From Moby-Dick (1851), by Herman Melville
Though in many of its aspects this visible world seems formed in love, the invisible spheres were formed in fright.
Note how Melville moves from the potential, the seeming, to the definite: what we can see we cannot know, but what we cannot see we know deep in our bones. Good tellers of ghost stories have always known that; as Michel Tournier explains in The Mirror of Ideas (1994),
There is such a thing as an atavistic fear, digging its roots down to an ancestral past sleeping in our hearts; eternal humanity trembles with us in the presence of mystery. . . . It is the darkness itself that frightens--not the monsters hiding in it.
The merest hints of horror catch in the soul; the less a storyteller describes, the less he provides for our rational minds to attack and reject. As M. R. James wrote in "Ghosts--Treat Them Gently,"
On the whole, then, I say you must have horror and also malevolence. Not less necessary, however, is reticence.

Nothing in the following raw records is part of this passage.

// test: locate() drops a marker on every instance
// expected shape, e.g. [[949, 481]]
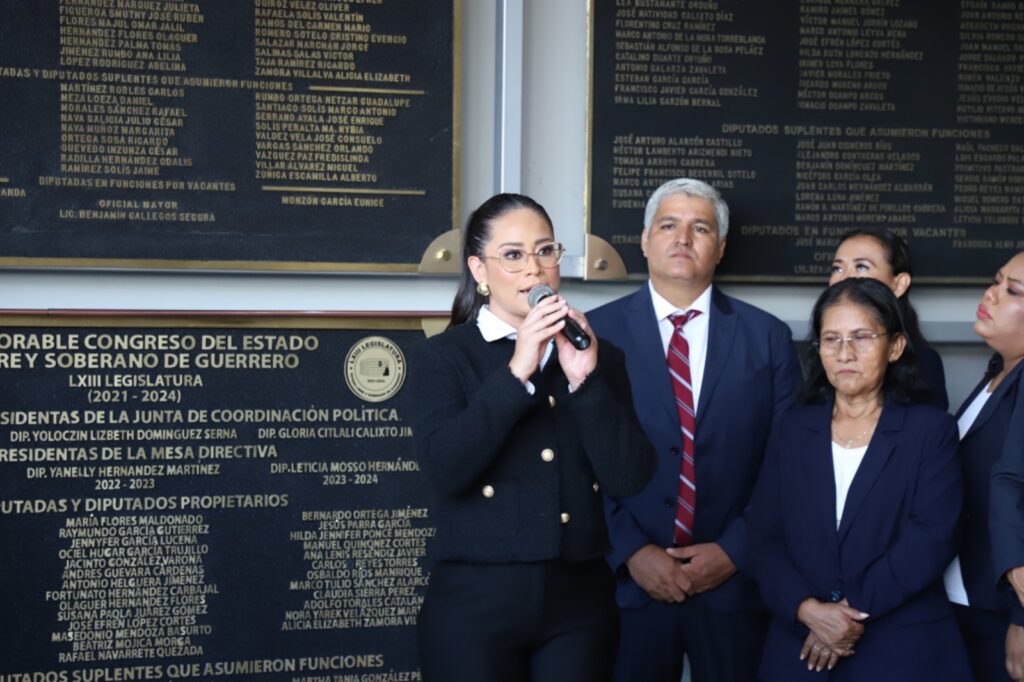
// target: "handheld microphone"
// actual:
[[579, 338]]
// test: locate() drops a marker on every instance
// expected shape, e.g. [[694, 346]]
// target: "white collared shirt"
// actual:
[[494, 328], [695, 332], [953, 578], [846, 461]]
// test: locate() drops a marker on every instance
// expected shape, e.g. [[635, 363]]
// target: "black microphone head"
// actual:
[[538, 294]]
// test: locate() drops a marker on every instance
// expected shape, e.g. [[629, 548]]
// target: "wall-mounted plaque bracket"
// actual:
[[443, 256], [602, 261]]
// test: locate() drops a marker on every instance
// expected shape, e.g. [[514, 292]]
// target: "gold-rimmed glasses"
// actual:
[[514, 259]]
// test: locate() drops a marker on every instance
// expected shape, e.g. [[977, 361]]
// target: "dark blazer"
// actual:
[[519, 476], [932, 375], [887, 557], [751, 377], [993, 460]]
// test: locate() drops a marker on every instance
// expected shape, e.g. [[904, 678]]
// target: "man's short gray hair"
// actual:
[[690, 187]]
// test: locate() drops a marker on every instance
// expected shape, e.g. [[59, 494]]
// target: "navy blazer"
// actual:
[[518, 476], [887, 557], [751, 377], [932, 375], [993, 460]]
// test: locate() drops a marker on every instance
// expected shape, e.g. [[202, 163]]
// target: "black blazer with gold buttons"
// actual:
[[518, 476]]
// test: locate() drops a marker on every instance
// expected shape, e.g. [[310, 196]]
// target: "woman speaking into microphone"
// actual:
[[520, 433]]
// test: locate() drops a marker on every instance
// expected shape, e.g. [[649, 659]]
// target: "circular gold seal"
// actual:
[[375, 369]]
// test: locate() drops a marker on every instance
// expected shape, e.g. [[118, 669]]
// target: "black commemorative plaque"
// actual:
[[812, 118], [259, 134], [236, 500]]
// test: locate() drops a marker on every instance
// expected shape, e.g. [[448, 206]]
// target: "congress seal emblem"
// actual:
[[375, 369]]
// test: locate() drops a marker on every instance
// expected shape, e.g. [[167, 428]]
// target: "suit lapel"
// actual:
[[647, 338], [879, 451], [993, 400], [818, 464], [721, 334]]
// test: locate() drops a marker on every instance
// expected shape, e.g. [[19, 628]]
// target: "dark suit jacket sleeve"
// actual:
[[620, 453], [924, 546], [1006, 517], [460, 434], [782, 586], [785, 383]]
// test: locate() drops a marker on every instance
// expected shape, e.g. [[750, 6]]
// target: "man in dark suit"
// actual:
[[683, 594]]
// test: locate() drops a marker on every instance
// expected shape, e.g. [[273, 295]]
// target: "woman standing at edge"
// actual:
[[882, 255], [855, 512], [991, 426], [519, 433]]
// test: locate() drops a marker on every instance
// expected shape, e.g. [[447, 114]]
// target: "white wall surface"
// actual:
[[554, 114]]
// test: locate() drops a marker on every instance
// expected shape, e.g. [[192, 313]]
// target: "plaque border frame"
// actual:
[[796, 280], [272, 266]]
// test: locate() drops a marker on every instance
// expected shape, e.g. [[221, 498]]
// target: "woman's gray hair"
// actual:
[[690, 187]]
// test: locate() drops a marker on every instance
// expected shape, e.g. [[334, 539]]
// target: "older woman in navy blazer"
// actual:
[[855, 513]]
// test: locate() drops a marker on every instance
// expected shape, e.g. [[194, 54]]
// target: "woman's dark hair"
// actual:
[[476, 235], [901, 382], [898, 256]]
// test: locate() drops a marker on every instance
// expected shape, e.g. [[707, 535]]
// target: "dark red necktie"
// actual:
[[679, 370]]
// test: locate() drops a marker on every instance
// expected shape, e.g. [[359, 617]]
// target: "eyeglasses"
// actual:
[[861, 342], [513, 259]]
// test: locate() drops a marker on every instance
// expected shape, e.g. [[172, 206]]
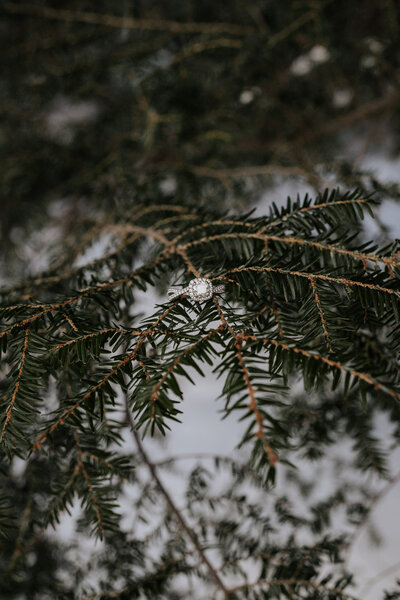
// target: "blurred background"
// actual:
[[105, 105]]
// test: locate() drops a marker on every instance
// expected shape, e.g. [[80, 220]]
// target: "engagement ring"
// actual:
[[199, 289]]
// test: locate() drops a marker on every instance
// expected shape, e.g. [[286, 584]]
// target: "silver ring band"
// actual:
[[199, 289]]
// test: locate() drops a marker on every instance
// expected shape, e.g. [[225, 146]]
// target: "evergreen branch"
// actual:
[[321, 314], [25, 520], [336, 365], [306, 209], [388, 261], [237, 337], [17, 385], [316, 276], [179, 358], [90, 487], [67, 413], [125, 22], [185, 526], [70, 321]]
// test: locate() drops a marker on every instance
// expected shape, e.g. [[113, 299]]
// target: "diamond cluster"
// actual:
[[200, 289]]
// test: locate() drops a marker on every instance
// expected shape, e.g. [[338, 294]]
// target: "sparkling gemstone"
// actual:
[[200, 289]]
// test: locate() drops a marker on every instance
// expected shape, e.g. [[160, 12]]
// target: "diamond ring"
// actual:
[[199, 289]]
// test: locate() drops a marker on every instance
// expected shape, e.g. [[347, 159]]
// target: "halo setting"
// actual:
[[200, 289]]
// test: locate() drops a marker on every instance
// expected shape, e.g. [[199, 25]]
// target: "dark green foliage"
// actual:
[[134, 139]]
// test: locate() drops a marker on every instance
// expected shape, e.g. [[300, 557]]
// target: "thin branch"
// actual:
[[182, 522], [17, 384], [316, 276], [125, 22]]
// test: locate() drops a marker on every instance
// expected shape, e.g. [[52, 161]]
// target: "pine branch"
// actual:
[[17, 385], [182, 522]]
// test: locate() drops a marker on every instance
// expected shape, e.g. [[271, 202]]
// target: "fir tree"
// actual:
[[149, 131]]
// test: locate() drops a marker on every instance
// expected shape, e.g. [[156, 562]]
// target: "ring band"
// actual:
[[199, 289]]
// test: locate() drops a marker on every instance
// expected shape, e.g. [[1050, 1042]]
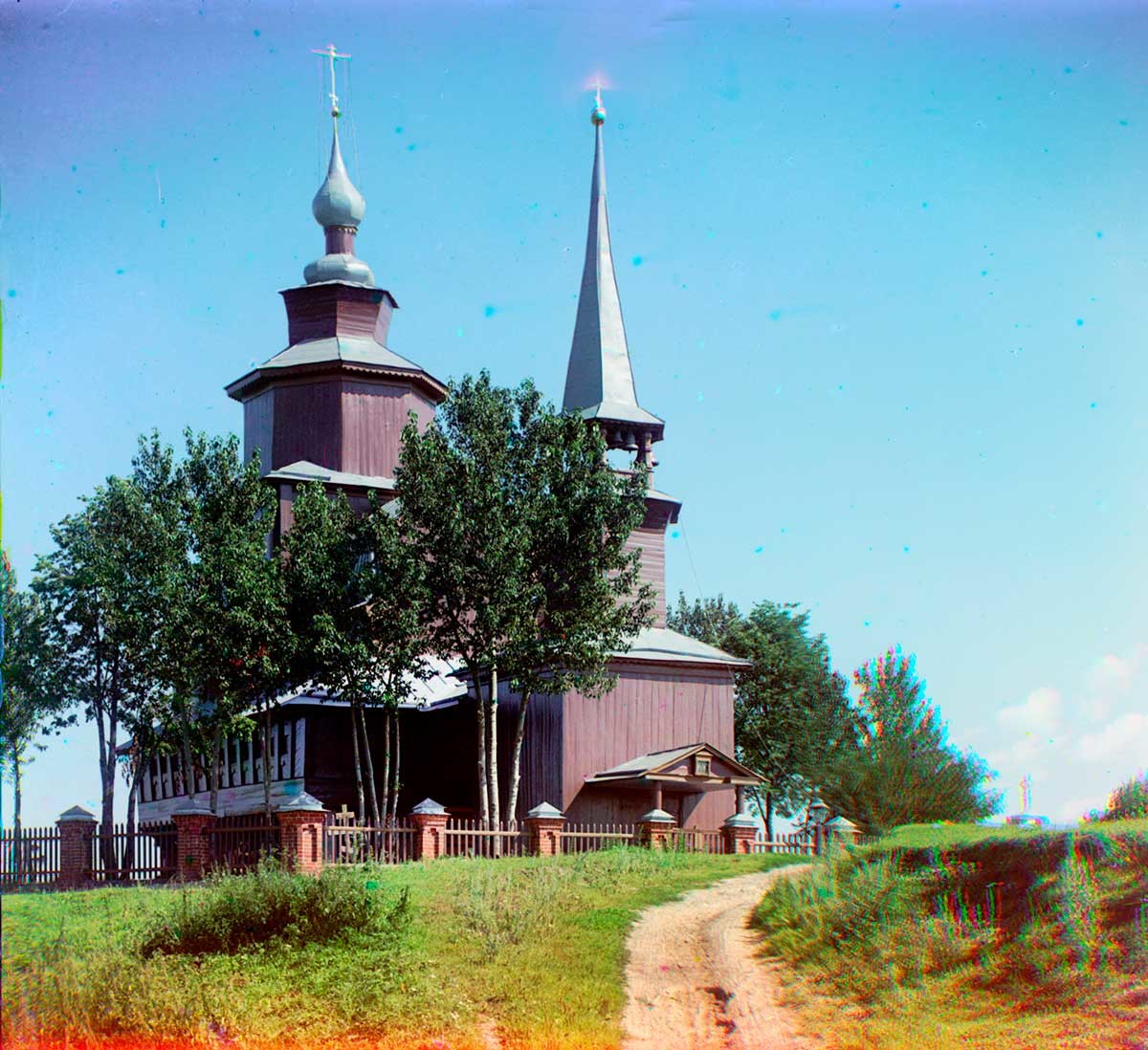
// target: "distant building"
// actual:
[[331, 406]]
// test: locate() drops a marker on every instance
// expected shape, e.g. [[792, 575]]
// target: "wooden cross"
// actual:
[[332, 55]]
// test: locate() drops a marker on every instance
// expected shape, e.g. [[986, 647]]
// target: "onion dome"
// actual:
[[338, 202]]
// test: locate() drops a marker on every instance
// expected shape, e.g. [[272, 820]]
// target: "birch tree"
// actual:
[[355, 602]]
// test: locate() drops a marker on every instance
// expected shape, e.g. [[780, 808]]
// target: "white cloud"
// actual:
[[1123, 741], [1040, 712]]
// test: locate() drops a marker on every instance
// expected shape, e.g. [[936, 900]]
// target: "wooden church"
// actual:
[[331, 406]]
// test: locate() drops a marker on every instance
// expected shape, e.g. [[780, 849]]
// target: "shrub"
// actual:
[[1049, 917], [232, 912], [503, 907], [1128, 801]]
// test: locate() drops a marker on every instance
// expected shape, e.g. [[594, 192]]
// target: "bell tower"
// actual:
[[333, 405], [600, 377]]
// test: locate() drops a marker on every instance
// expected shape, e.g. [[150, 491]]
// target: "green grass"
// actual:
[[534, 946], [945, 936]]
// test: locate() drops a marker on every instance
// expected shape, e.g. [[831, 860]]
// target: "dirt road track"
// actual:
[[695, 981]]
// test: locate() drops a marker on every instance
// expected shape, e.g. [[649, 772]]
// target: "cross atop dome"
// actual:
[[338, 207], [600, 377]]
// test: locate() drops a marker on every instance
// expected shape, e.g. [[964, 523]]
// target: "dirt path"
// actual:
[[695, 981]]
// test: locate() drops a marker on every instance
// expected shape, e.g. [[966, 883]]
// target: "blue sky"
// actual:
[[883, 268]]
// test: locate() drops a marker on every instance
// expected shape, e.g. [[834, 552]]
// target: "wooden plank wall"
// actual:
[[373, 417], [258, 427], [308, 424], [652, 709]]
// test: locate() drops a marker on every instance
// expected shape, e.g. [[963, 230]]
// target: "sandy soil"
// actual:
[[695, 980]]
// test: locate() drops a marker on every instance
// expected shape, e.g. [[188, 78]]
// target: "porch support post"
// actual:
[[193, 844], [301, 833], [654, 829], [430, 820], [76, 826], [739, 832], [543, 825]]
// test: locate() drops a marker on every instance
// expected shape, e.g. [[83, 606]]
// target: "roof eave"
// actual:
[[261, 377]]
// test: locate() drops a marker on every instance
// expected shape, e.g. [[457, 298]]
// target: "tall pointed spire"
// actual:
[[338, 208], [600, 378]]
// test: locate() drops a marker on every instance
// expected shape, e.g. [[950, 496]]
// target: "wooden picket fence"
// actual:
[[697, 841], [588, 838], [349, 842], [148, 856], [238, 844], [791, 842], [30, 859], [470, 839]]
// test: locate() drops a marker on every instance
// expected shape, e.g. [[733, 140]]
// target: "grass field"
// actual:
[[533, 947], [974, 938]]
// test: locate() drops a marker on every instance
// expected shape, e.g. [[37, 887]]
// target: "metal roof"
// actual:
[[663, 643], [600, 378], [441, 689], [303, 470], [354, 350], [658, 761]]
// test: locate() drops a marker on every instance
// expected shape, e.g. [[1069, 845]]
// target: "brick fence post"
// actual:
[[301, 833], [430, 819], [739, 832], [193, 844], [543, 823], [76, 827], [654, 829]]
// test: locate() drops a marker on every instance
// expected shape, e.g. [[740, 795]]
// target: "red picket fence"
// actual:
[[588, 838], [470, 839], [30, 859]]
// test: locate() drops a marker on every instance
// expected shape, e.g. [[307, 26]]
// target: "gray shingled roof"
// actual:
[[303, 470], [661, 643], [600, 379], [659, 760], [356, 350]]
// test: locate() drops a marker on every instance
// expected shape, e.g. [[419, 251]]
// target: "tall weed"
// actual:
[[270, 905]]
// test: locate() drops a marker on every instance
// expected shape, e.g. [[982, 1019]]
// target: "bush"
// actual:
[[1048, 917], [504, 907], [1128, 801], [270, 905]]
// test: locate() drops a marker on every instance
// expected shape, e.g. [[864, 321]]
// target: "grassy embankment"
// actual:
[[534, 947], [965, 936]]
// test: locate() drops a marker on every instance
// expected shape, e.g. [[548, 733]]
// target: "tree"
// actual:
[[476, 489], [900, 768], [103, 595], [32, 703], [227, 641], [713, 621], [355, 602], [790, 709], [588, 602], [457, 505]]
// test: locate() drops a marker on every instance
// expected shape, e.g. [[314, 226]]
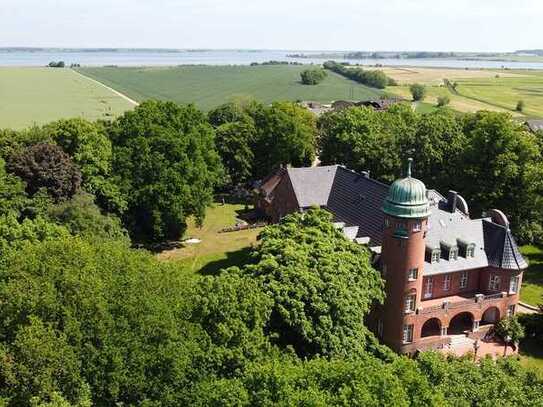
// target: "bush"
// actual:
[[510, 328], [443, 101], [418, 91], [313, 76], [374, 79]]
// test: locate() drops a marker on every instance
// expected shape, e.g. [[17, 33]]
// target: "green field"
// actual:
[[216, 250], [210, 86], [532, 284], [40, 95], [505, 92], [497, 90]]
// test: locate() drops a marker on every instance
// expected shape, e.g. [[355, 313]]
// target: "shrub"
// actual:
[[313, 76], [418, 91]]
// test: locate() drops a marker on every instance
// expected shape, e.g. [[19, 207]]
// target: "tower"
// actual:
[[406, 210]]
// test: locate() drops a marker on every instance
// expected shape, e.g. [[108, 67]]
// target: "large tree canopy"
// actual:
[[487, 157], [165, 157], [46, 166], [321, 284], [253, 139]]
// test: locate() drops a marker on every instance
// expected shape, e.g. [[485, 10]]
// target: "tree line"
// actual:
[[375, 78], [87, 319]]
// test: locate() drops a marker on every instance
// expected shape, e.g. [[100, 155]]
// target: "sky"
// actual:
[[378, 25]]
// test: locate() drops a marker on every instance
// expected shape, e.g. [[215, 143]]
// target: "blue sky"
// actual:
[[449, 25]]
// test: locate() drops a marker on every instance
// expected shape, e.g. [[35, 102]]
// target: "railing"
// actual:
[[446, 305], [492, 296]]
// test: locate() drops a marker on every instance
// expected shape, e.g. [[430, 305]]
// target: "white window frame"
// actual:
[[514, 284], [410, 303], [453, 253], [408, 333], [413, 274], [446, 282], [464, 278], [494, 282], [429, 287]]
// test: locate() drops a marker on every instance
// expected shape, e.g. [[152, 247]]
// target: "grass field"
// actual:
[[39, 95], [481, 89], [531, 355], [210, 86], [532, 284], [216, 250], [505, 92]]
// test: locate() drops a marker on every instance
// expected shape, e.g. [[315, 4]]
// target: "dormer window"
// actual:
[[450, 250], [453, 253], [467, 249], [433, 254]]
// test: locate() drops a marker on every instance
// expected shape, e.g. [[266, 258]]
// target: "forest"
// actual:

Limn lightly the horror--give us, as Peter Ackroyd puts it,
the sudden stillness in a wood, or the sound of footsteps in an empty street
--and we will supply the rest. Even Stephen King, not someone usually associated with reticence, demonstrates that he knows the power of the undescribed when he uses it to create the most chilling moment in 'Salem's Lot. At midnight, a man at the gate of a graveyard raises his voice in prayer to his dark lord, then:
There was no sound but that brought on the breeze. The figure stood silent and thoughtful for a time. Then it stooped and stood with the figure of a child in his arms.

"I bring you this."

It became unspeakable.
By claiming to have come up against the limits of what language will even tolerate, King frees our imaginations to run on the darkest of paths, which of course they will do. For despite what we tell ourselves when encouraged by daylight, as the night steals in we remember that fear is built into the very structure of the universe. All that awaits us is the greater unknown of death. And while we feverishly distract ourselves from its approach, death for its part can afford to be patient.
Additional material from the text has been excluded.